Common Misconceptions

  • “Given = old words; new = new words.” Given-new is about discourse status, not just whether a word has appeared before. An entity can be contextually inferable as “given” without having been explicitly mentioned (e.g., the engine after the car).
  • “New information is always most important.” New information is informationally newer but may not be propositionally more important. The pragmatic contribution (the new) must be integrated with the given to build meaning.

Criticisms

The binary given-new distinction has been replaced in more sophisticated treatments by graded activation hierarchies (Chafe’s activation states; Lambrecht’s identification and activation scales) that better capture the range of discourse-referential statuses. The simple binary remains useful pedagogically, however.


Social Media Sentiment

Given-new information structure is discussed in linguistics and IELTS/advanced writing communities — particularly in explanations of why certain sentence reformulations feel more natural than others. It provides cognitively intuitive explanations for writing and speaking choices that students often struggle to articulate.

Last updated: 2025-07


Practical Application

For L2 writing and listening teachers, the given-new principle provides an accessible explanation for many native-speaker intuitions about what “sounds natural” — building awareness of information distribution improves both writing coherence and reading/listening comprehension strategies.


Related Terms


See Also


Research

Clark, H. H., & Haviland, S. E. (1977). Comprehension and the given-new contract. In R. Freedle (Ed.), Discourse Production and Comprehension (pp. 1–40). Ablex.

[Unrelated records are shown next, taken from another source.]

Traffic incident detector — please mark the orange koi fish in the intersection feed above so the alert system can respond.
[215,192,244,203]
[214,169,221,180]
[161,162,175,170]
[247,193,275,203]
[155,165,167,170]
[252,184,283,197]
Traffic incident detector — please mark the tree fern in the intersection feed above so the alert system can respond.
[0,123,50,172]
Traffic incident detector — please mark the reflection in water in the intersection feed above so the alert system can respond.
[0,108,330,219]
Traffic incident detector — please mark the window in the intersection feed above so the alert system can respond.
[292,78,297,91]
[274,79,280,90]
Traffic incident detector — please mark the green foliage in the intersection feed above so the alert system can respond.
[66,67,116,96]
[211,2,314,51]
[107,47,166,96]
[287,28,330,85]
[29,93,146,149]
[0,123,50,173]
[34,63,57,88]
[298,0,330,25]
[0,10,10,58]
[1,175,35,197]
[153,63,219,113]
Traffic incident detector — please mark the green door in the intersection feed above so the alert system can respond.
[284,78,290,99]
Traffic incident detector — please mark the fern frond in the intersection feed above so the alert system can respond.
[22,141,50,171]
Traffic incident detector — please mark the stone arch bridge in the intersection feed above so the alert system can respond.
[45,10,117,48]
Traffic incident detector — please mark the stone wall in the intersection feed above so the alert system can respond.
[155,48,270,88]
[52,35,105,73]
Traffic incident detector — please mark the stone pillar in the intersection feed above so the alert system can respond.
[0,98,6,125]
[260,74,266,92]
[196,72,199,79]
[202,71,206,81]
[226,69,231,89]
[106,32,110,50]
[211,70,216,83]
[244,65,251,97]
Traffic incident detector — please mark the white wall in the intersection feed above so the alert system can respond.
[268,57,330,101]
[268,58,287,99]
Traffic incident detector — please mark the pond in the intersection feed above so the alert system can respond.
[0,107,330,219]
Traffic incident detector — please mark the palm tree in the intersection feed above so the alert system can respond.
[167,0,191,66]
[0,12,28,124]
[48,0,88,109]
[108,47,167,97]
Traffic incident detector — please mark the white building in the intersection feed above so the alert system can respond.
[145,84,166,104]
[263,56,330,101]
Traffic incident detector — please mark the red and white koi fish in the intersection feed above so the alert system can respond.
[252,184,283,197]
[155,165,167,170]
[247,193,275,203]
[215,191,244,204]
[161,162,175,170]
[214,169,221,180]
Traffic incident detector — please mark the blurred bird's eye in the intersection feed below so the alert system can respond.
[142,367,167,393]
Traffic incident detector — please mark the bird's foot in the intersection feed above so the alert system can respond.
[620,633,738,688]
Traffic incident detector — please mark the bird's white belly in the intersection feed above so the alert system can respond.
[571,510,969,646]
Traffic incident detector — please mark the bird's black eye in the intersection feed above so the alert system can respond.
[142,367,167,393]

The seminal formulation of the “given-new contract” as a pragmatic principle for coherent discourse — the listener infers a link between new information and a given antecedent, and the speaker is obligated to make this link tractable.

Chafe, W. L. (1987). Cognitive constraints on information flow. In R. Tomlin (Ed.), Coherence and Grounding in Discourse (pp. 21–51). Benjamins.

Chafe’s cognitive activation model, proposing that information flow in discourse is governed by constraints on what is currently active, semi-active, or inactive in the speaker’s consciousness — a foundational cognitive account of given-new dynamics.

Prince, E. F. (1981). Toward a taxonomy of given-new information. In P. Cole (Ed.), Radical Pragmatics (pp. 223–255). Academic Press.

An influential refinement of the given-new binary into a multidimensional taxonomy (new, textually evoked, inferrable, discourse-old/hearer-new) — the most detailed early taxonomy of information status distinctions.